Gaelic folk singer Julie Fowlis releases her new album Uam on March 9th (Cadiz Music/ Shoeshine Records). Now Scotland's official Gaelic Ambassador, Fowlis explores new roles, allowing her to bring a new worldly sense to her traditional music. Now, Uam uncovers the resonances that echo from the Hebrides to Nova Scotia, from Brittany to the Scottish Highlands, the interlinking yet oft forgotten traditions that connect Gaelic and Celtic communities around the northern Atlantic.

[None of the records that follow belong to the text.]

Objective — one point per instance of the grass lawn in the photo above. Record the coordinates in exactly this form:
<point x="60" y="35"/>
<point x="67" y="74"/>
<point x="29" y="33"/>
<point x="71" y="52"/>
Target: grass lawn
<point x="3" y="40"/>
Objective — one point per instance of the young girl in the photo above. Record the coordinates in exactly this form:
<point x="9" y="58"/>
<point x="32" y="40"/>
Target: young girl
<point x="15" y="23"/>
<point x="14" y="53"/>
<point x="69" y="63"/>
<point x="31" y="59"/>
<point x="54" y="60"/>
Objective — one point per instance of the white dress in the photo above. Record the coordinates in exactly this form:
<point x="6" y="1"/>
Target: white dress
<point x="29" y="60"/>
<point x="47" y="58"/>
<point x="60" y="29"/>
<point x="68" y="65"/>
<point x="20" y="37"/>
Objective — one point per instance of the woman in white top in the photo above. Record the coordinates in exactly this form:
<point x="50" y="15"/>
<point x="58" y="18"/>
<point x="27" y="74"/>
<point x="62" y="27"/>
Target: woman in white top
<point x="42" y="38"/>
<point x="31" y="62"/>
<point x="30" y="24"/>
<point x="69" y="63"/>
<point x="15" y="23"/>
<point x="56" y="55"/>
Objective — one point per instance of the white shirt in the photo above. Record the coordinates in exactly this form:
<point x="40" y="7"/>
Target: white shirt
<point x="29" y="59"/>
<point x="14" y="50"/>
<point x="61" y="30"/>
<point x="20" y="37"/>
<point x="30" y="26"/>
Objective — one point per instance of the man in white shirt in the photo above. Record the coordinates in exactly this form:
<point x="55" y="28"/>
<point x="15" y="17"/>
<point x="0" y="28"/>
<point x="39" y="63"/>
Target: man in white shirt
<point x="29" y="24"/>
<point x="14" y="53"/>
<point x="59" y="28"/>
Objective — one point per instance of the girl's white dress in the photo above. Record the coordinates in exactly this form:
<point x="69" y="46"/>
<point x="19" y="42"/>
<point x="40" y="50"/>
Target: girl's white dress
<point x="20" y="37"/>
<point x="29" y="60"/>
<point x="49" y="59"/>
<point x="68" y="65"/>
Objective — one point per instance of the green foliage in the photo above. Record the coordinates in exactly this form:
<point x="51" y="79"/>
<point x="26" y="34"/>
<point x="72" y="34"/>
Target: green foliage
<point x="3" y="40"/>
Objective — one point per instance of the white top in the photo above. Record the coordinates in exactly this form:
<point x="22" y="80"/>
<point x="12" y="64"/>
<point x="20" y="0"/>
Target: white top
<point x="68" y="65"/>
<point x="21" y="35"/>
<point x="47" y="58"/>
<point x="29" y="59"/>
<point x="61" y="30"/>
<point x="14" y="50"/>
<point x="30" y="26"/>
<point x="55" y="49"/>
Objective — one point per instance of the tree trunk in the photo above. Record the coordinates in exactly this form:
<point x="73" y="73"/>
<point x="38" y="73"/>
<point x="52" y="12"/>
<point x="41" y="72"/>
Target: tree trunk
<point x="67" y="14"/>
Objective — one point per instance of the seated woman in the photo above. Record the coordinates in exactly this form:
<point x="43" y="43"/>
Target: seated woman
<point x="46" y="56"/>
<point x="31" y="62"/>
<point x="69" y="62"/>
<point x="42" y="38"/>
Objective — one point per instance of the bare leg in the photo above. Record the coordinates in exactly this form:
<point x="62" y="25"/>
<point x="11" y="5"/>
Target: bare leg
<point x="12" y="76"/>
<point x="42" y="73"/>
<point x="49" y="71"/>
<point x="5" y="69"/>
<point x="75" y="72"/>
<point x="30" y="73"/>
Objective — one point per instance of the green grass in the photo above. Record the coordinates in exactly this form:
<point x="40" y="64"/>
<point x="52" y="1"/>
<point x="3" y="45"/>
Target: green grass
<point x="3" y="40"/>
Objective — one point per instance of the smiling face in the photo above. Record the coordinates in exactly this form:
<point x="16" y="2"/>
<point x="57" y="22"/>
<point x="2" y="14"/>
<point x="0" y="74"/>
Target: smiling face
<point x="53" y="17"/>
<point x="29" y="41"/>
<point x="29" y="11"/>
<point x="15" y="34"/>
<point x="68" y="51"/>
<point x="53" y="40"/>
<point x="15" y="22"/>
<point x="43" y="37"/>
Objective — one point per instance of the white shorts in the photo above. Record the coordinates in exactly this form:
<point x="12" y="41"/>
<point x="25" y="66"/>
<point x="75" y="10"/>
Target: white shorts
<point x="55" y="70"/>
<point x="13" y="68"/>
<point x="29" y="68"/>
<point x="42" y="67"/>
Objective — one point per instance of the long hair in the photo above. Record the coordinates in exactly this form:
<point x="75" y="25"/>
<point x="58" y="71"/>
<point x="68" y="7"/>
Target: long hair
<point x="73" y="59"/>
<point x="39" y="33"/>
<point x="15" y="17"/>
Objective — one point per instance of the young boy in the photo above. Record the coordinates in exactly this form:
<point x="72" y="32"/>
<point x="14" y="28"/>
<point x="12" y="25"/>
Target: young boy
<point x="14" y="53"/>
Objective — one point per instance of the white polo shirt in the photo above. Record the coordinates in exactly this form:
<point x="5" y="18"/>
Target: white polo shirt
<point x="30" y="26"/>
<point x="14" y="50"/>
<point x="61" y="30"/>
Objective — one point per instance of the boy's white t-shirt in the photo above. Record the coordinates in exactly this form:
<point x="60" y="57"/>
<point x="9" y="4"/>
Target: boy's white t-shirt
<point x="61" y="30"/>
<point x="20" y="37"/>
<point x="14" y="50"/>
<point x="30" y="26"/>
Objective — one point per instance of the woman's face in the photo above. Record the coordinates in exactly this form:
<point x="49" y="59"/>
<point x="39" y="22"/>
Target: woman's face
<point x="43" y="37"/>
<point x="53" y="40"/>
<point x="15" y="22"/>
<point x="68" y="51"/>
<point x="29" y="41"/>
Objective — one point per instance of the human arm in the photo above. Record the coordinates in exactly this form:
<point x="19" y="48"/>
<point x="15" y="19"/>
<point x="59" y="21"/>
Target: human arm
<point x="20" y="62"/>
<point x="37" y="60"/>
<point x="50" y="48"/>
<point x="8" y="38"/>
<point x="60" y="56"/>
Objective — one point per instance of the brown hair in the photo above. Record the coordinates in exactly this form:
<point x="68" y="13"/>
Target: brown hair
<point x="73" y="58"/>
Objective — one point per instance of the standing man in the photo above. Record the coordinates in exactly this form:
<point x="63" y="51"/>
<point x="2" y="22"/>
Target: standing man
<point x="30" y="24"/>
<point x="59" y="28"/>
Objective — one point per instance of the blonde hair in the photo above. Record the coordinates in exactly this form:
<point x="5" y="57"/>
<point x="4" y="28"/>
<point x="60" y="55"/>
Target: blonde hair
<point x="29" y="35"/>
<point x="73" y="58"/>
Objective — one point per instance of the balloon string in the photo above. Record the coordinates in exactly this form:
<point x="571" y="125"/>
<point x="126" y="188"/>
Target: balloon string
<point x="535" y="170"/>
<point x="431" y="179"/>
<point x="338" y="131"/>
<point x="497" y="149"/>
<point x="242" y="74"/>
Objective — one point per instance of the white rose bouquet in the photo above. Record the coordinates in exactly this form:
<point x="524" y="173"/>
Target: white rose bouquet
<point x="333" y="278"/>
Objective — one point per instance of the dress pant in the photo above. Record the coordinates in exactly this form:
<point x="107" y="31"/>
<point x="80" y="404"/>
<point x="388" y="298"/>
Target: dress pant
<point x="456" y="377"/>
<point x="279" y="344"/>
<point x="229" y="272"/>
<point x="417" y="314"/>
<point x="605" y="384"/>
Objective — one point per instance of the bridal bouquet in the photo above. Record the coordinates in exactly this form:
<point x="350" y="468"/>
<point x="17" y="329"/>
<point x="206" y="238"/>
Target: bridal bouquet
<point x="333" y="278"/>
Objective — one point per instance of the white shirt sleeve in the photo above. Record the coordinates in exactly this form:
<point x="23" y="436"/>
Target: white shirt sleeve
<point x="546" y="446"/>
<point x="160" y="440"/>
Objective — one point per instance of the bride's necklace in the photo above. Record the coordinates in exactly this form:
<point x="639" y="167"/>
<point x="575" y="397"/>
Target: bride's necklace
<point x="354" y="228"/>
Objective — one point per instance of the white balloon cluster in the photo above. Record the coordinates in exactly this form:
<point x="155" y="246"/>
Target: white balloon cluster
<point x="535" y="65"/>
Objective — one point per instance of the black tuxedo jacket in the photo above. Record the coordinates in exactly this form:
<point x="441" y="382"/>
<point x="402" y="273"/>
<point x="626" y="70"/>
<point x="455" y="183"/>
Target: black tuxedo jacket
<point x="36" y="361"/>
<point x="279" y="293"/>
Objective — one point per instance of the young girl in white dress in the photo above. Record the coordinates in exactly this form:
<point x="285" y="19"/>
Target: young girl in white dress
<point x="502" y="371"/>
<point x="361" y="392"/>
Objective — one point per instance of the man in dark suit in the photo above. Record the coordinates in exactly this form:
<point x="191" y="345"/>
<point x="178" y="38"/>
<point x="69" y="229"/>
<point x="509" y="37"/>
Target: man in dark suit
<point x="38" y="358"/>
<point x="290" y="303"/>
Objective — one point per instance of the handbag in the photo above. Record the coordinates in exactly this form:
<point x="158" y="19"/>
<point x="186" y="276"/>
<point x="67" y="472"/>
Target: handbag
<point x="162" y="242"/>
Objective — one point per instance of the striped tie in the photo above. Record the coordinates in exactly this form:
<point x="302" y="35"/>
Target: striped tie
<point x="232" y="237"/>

Today, Fowlis brings a new and worldly sense to Uist's songs. This evolution is thanks in part to her new roles, as musician-scholar and 21st-century traditionalist. With years of folklore already under her belt, she is now enrolled at the world's only Scottish Gaelic-medium college, where she is studying for an MA in Material Culture and the Environment.
Part of this work-her extensive touring with her band-has taken Fowlis to new, unexpected islands of culture that bore eerie resemblance to her own beloved Uist. One of these was Brittany, across the English Channel. There, in an island of Celtic culture, Julie learned "Me zo ganet é kreiz er mor" ("I was born in the midst of the sea"), a Breton fisherman's blues. The song, sung in Breton, came into being in Brittany 120 years ago.
While keeping to their roots, Fowlis and Dublin-born husband Éamon Doorley have encouraged cohesion within their band, taking old songs in new instrumental directions, or writing original takes on old ways, as Doorley does on several tracks.